Congratulations on starting your new business. As a new business owner, taxes are probably the last thing on your mind. But since there’s no getting around them, here is some basic information about the forms you’ll need to file as a new business owner. In general, the form you must use to file your business taxes is determined by the type of business you have organized. There are many business structures available today. But for purposes of this article I will stick to the most popular: sole proprietor, partnership, corporation, and limited liability company.
Check with your state and local authorities to see the requirements to form a business, as well as what type of license, permit, etc. you need to operate there. Each entity type should apply to get a Employer Identification Number (EIN) from the IRS using Form SS-4. You should also check with your state about getting a state tax ID.
In most cases, new businesses operate as a sole proprietorship. When tax time rolls around, if you are organized as a sole proprietor, you will need to complete Schedule C* of the Form 1040 to account for your business profit or loss.
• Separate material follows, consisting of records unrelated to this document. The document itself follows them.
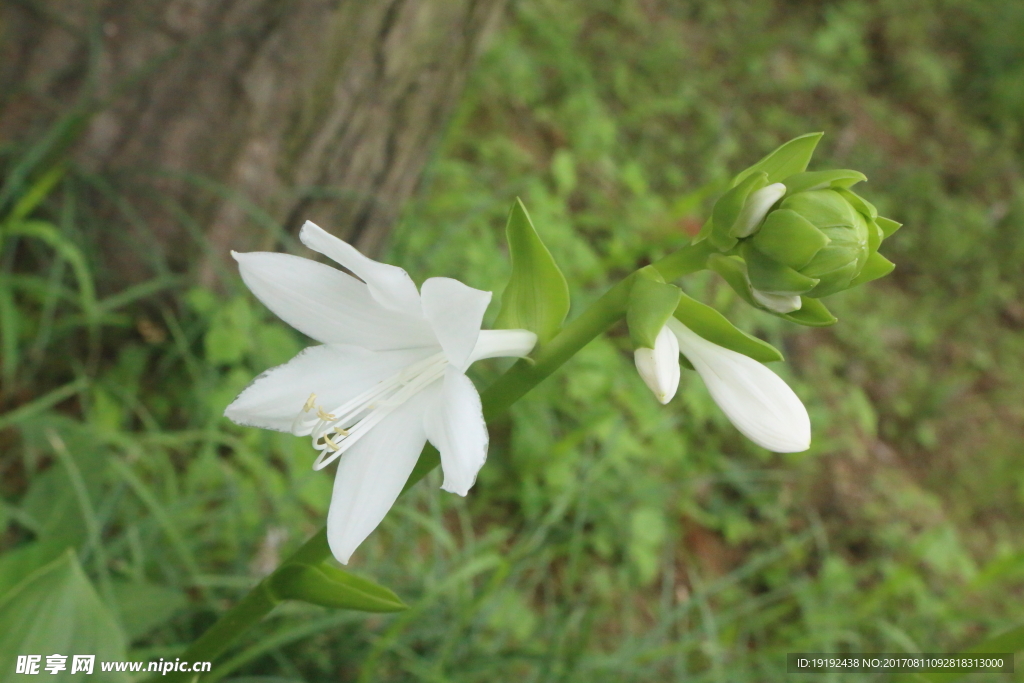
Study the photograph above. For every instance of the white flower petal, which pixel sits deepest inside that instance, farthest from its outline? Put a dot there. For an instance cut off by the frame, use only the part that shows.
(335, 373)
(455, 425)
(761, 406)
(327, 304)
(373, 473)
(389, 285)
(756, 208)
(658, 367)
(502, 343)
(456, 312)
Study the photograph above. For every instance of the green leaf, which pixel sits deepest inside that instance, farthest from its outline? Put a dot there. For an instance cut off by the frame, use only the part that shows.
(769, 275)
(16, 564)
(790, 239)
(846, 178)
(888, 225)
(714, 327)
(331, 587)
(537, 297)
(56, 610)
(651, 304)
(786, 160)
(877, 266)
(859, 203)
(733, 270)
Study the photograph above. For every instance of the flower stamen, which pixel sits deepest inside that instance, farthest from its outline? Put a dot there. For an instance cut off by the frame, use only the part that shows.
(333, 433)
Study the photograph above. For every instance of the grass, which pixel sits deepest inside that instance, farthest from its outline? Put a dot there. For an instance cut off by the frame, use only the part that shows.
(608, 539)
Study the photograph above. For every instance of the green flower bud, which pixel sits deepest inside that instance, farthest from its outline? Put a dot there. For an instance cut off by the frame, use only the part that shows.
(788, 237)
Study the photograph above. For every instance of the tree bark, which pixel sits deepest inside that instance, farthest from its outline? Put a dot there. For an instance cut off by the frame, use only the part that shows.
(306, 109)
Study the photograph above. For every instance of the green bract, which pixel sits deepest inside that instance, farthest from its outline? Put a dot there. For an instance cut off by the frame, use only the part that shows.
(651, 304)
(714, 327)
(801, 235)
(537, 297)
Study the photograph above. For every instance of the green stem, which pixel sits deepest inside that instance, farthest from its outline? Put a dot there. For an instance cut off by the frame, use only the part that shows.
(511, 386)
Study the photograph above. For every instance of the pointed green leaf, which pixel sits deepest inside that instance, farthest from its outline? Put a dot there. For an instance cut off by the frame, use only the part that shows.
(144, 605)
(786, 160)
(799, 182)
(888, 226)
(877, 266)
(332, 587)
(651, 304)
(717, 329)
(537, 297)
(17, 563)
(56, 610)
(859, 203)
(769, 275)
(790, 239)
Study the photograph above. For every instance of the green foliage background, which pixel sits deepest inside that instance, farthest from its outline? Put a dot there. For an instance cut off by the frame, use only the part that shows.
(608, 539)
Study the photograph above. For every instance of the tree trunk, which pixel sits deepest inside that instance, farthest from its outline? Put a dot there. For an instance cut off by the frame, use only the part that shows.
(324, 110)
Note that if you have $5,000 or less in expenses you may be able to file the Schedule C-EZ instead. The profit or loss from the Schedule C is then transferred to page 1 of the Form 1040, where it is included with your taxable income.
*If your small business income is from rents or royalties, you will use Schedule E. If it’s farming income, you will use Schedule F.
It’s important to keep accurate records of your business income and expenses, as you will be required to report these things on the Schedule C. For more information on starting a business and filing with a Schedule C, see Publication 334, Tax Guide for Small Business. This includes information on EINs, record-keeping, tax year, accounting method, and more.
Partnership, S Corporation, and C Corporation
If you are organized as a Partnership, you file the strictly informational Form 1065. A Schedule K-1 is produced for each partner and then you use that K-1 to determine the income that is reported on your personal Form 1040.
If you are organized as a C Corporation or S Corporation, you should file a Form 1120 or Form 1120S, respectively.
Limited Liability Company (LLC)
Some business owners choose to organize under the popular LLC structure. LLCs have a lot of flexibility when it comes to filing taxes. They can be taxed like a sole proprietor (if they have only one member), partnership, or even like a corporation (C or S). If you are the only member of your LLC, then you will be automatically treated like a sole proprietor. Most multiple member LLCs will be treated like a partnership. If you decide you would like to be taxed in a different manner than these defaults, then you need to file Form 8832 to elect another classification. Note that if you intend to be classified as an S Corporation, you need to complete Form 2553. Once you determine your business structure for tax purposes, just use the recommended forms above to file. To understand more, be sure to check out these instructions from the IRS: IRS Forms for LLCs.
When These Forms are Due
Form 1065 and Form 1040 Schedule C must be filed by April, 15th. Forms 1120, 1120A, and 1120S are due a month earlier, by the March 15th deadline.